ApTemplate missing finalVisitSummary dataset type

ess20clsi · June 26, 2024, 8:35pm

Hi all,

I am currently trying to run the AP Pipeline on some HSC data, with the ultimate goal of eventually doing image differencing. When I try to run the ApTemplate.yaml pipeline, I am getting the following error:

lsst.daf.butler.cli.utils ERROR: Caught an exception, details are in traceback:
Traceback (most recent call last):
  File "/opt/lsst/software/stack/stack/miniconda3-py38_4.9.2-7.0.1/Linux64/ctrl_mpexec/g218a3a8f53+ca4789321c/python/lsst/ctrl/mpexec/cli/cmd/commands.py", line 199, in run
if (qgraph := script.qgraph(pipelineObj=pipeline, **kwargs, show=show)) is None:
                  ^^^^^^^^^^^^^^^^^^^^^^^^^^^^^^^^^^^^^^^^^^^^^^^^^^^^^^^^
  File "/opt/lsst/software/stack/stack/miniconda3-py38_4.9.2-7.0.1/Linux64/ctrl_mpexec/g218a3a8f53+ca4789321c/python/lsst/ctrl/mpexec/cli/script/qgraph.py", line 210, in qgraph
    qgraph = f.makeGraph(pipelineObj, args)
             ^^^^^^^^^^^^^^^^^^^^^^^^^^^^^^
  File "/opt/lsst/software/stack/stack/miniconda3-py38_4.9.2-7.0.1/Linux64/ctrl_mpexec/g218a3a8f53+ca4789321c/python/lsst/ctrl/mpexec/cmdLineFwk.py", line 622, in makeGraph
    qgraph = graphBuilder.makeGraph(
             ^^^^^^^^^^^^^^^^^^^^^^^
  File "/opt/lsst/software/stack/stack/miniconda3-py38_4.9.2-7.0.1/Linux64/pipe_base/g8798d61f7d+6612571a14/python/lsst/pipe/base/graphBuilder.py", line 1840, in makeGraph
    return scaffolding.makeQuantumGraph(
           ^^^^^^^^^^^^^^^^^^^^^^^^^^^^^
  File "/opt/lsst/software/stack/stack/miniconda3-py38_4.9.2-7.0.1/Linux64/pipe_base/g8798d61f7d+6612571a14/python/lsst/pipe/base/graphBuilder.py", line 1651, in makeQuantumGraph
    registryDatasetTypes=self._get_registry_dataset_types(registry),
                         ^^^^^^^^^^^^^^^^^^^^^^^^^^^^^^^^^^^^^^^^^^
  File "/opt/lsst/software/stack/stack/miniconda3-py38_4.9.2-7.0.1/Linux64/pipe_base/g8798d61f7d+6612571a14/python/lsst/pipe/base/graphBuilder.py", line 1682, in _get_registry_dataset_types
    raise MissingDatasetTypeError(f"Registry is missing an input dataset type {dstype}")
lsst.daf.butler.registry._exceptions.MissingDatasetTypeError: "Registry is missing an input dataset type DatasetType('finalVisitSummary', {band, instrument, physical_filter, visit}, ExposureCatalog)

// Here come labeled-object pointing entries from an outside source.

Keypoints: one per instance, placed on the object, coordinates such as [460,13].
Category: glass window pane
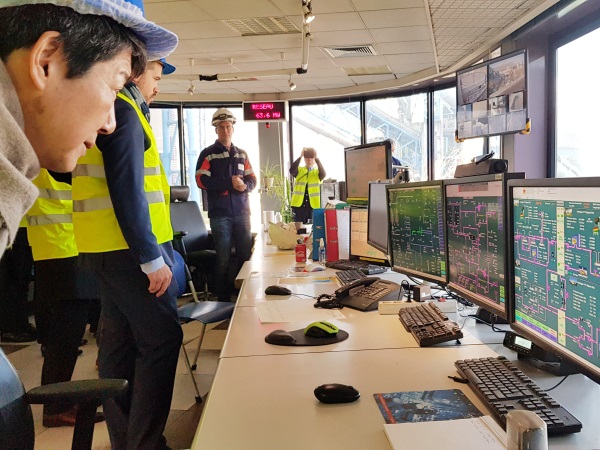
[404,121]
[199,134]
[166,132]
[576,101]
[447,153]
[328,128]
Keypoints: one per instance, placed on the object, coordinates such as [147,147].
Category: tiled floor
[184,415]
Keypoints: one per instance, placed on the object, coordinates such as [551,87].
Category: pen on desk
[459,379]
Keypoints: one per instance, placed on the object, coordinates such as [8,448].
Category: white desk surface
[267,402]
[367,330]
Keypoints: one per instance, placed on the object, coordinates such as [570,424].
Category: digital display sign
[273,111]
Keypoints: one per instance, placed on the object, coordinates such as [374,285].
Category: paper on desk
[294,311]
[481,433]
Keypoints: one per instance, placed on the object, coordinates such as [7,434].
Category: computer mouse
[336,393]
[277,290]
[321,329]
[279,337]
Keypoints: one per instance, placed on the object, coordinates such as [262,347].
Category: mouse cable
[330,302]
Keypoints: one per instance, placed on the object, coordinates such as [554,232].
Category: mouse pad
[300,339]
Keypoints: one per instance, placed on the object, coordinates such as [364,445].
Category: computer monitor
[377,227]
[416,228]
[364,163]
[556,272]
[476,236]
[359,247]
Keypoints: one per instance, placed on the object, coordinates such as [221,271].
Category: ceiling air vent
[261,26]
[350,50]
[372,70]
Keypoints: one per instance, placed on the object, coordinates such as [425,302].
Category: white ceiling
[418,40]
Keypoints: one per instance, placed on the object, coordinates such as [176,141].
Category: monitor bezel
[362,201]
[488,305]
[582,365]
[352,257]
[374,244]
[440,280]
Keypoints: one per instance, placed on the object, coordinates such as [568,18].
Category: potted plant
[278,186]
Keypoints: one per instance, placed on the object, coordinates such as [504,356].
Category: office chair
[191,238]
[16,420]
[205,312]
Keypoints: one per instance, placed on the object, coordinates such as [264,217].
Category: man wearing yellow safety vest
[123,230]
[62,290]
[307,185]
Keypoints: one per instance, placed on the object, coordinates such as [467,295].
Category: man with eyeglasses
[225,172]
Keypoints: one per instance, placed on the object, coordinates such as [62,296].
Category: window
[447,153]
[577,97]
[329,128]
[404,121]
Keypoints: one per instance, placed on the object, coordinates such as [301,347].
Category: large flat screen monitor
[416,228]
[556,277]
[366,163]
[377,227]
[476,235]
[491,97]
[359,247]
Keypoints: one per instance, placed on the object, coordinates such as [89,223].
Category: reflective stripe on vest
[50,220]
[311,178]
[94,217]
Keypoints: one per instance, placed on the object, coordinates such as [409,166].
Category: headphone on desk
[327,301]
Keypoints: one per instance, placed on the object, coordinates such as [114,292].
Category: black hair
[87,39]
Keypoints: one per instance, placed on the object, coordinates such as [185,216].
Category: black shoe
[16,337]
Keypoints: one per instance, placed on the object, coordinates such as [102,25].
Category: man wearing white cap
[62,63]
[123,232]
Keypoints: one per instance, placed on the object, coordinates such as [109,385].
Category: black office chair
[191,238]
[205,312]
[16,420]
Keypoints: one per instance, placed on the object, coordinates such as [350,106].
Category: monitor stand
[549,362]
[485,316]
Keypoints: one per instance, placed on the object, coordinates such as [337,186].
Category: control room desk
[262,395]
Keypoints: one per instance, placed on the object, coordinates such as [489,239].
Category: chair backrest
[16,421]
[179,273]
[186,216]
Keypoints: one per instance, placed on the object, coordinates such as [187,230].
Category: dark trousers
[141,338]
[228,232]
[64,332]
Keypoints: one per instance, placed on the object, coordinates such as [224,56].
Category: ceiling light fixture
[307,11]
[292,84]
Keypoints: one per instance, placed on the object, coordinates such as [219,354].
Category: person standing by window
[307,185]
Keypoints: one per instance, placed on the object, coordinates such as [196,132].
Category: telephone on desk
[365,294]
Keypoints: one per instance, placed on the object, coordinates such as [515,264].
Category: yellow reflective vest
[311,178]
[50,221]
[96,226]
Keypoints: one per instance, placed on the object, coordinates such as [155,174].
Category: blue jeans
[229,232]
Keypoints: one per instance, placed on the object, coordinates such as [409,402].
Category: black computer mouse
[336,393]
[321,329]
[279,337]
[277,290]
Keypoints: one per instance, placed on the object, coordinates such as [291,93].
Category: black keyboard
[347,276]
[355,264]
[503,387]
[429,325]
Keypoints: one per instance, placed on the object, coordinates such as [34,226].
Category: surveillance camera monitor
[377,227]
[359,247]
[476,236]
[364,163]
[416,229]
[555,236]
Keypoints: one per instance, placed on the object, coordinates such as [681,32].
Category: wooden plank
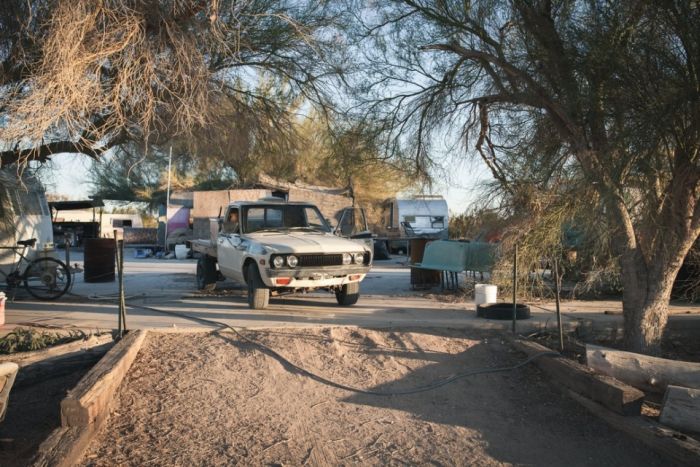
[93,394]
[647,373]
[613,394]
[679,447]
[681,408]
[60,365]
[66,445]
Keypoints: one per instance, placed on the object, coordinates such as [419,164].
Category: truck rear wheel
[258,293]
[206,273]
[348,294]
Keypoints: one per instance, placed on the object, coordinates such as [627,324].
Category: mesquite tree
[603,96]
[84,76]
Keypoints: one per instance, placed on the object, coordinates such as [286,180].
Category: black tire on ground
[206,273]
[348,294]
[502,311]
[47,278]
[381,251]
[258,293]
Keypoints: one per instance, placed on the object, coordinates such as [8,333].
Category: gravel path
[210,399]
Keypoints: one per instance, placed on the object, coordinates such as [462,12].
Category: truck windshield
[282,217]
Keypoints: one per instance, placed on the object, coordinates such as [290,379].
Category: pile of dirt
[213,399]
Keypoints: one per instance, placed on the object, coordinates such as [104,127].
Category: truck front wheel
[206,273]
[348,294]
[258,293]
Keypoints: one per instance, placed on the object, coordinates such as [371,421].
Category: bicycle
[44,278]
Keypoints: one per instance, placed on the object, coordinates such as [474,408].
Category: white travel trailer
[424,215]
[24,214]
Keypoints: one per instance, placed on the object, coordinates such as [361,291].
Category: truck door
[230,248]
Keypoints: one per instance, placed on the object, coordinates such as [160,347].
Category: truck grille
[320,260]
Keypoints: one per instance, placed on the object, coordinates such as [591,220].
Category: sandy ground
[211,399]
[34,411]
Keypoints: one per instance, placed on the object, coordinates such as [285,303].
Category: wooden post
[122,299]
[557,290]
[119,250]
[515,286]
[66,244]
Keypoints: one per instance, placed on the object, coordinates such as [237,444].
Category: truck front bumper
[314,277]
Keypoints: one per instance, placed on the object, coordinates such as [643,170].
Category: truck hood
[305,242]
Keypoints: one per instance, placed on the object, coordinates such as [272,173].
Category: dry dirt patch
[211,399]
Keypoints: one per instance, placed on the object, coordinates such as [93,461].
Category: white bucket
[181,251]
[485,293]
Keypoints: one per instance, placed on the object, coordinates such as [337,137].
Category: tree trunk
[646,295]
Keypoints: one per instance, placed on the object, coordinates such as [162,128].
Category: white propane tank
[485,293]
[181,251]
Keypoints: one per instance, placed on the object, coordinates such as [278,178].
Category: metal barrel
[99,260]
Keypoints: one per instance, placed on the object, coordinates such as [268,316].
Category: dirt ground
[34,411]
[211,399]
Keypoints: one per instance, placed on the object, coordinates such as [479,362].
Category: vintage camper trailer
[424,215]
[24,214]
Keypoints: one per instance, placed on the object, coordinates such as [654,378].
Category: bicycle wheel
[47,278]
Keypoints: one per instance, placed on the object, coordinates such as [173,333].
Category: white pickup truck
[281,247]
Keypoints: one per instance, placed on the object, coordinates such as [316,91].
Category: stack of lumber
[678,381]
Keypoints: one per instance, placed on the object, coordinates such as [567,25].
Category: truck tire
[258,293]
[348,294]
[206,273]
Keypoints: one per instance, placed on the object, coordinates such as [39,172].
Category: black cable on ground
[328,382]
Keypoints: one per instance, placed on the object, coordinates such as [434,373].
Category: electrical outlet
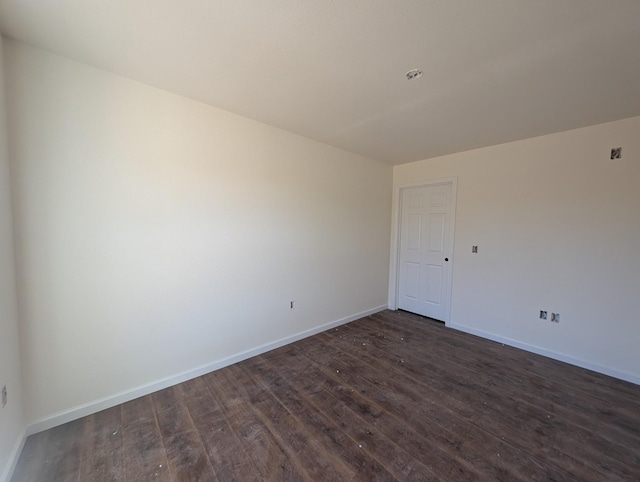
[616,153]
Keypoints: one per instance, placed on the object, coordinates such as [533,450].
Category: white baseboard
[7,473]
[127,395]
[548,353]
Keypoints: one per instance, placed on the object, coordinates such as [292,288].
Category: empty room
[319,240]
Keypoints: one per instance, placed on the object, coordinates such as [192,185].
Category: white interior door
[426,247]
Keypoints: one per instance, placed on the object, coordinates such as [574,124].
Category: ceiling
[334,70]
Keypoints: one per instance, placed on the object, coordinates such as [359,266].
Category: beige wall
[11,422]
[557,225]
[157,234]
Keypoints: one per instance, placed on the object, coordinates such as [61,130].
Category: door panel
[425,264]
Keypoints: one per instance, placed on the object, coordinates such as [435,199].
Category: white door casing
[425,249]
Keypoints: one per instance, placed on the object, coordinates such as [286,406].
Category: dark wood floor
[389,397]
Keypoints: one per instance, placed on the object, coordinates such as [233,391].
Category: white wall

This post from a few days ago suggests running updateVisitSummary before running makeWarp, but I don’t really know how that plays into the pipeline. I’ve tried running everything up to consolidateVisitSummary, followed by the updateVisitTask, with the same “No global calibration during nightly validation” configs as suggested in the other post, and I get the following:

lsst.daf.butler.cli.utils ERROR: Caught an exception, details are in traceback:
Traceback (most recent call last):
  File "/opt/lsst/software/stack/stack/miniconda3-py38_4.9.2-7.0.1/Linux64/ctrl_mpexec/g218a3a8f53+ca4789321c/python/lsst/ctrl/mpexec/cli/cmd/commands.py", line 199, in run
    if (qgraph := script.qgraph(pipelineObj=pipeline, **kwargs, show=show)) is None:
                  ^^^^^^^^^^^^^^^^^^^^^^^^^^^^^^^^^^^^^^^^^^^^^^^^^^^^^^^^
  File "/opt/lsst/software/stack/stack/miniconda3-py38_4.9.2-7.0.1/Linux64/ctrl_mpexec/g218a3a8f53+ca4789321c/python/lsst/ctrl/mpexec/cli/script/qgraph.py", line 210, in qgraph
    qgraph = f.makeGraph(pipelineObj, args)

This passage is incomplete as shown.